M. Patrick Kanner. Le fameux pacte de Cahors est sûrement la première atteinte aux grands principes de décentralisation posés par les lois de 1982 et les suivantes.
Mme Sophie Primas. Ce n’est pas la seule !
Mme Françoise Gatel. Il y en a eu avant !
M. Patrick Kanner. Il constitue en tout cas un retour du contrôle d’opportunité de l’État sur les dépenses, du moins les principales d’entre elles, des collectivités territoriales. Je pense notamment aux établissements publics de coopération intercommunale.
Vous le savez, ce pacte de Cahors vise à limiter les engagements des collectivités en termes de fonctionnement. Toutes ne l’ont pas signé, d’ailleurs, quitte à voir le représentant de l’État les condamner à des amendes dans le cadre de ce contrôle d’opportunité.

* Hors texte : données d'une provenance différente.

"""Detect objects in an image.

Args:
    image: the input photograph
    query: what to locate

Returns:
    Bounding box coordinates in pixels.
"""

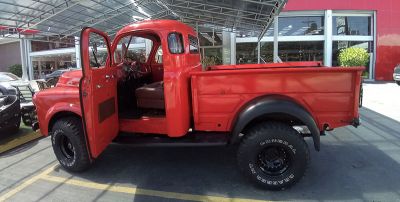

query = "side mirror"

Le présent amendement vise simplement à ce que les dépenses de fonctionnement engagées pour lutter contre la pandémie du Covid-19 ne puissent être imputées sur les dépenses des collectivités concernées.
Les régions vont se mobiliser pour accorder des aides économiques. Hier, M. le président Retailleau a également évoqué ces départements qui achèteront peut-être des millions de masques pour faire face à l’épidémie.
Nous pensons que toute cette énergie, qui se concrétise par les dépenses de fonctionnement dont je viens de parler, ne devrait pas être comptabilisée dans le cadre du pacte de Cahors, et que ce dernier devrait être suspendu.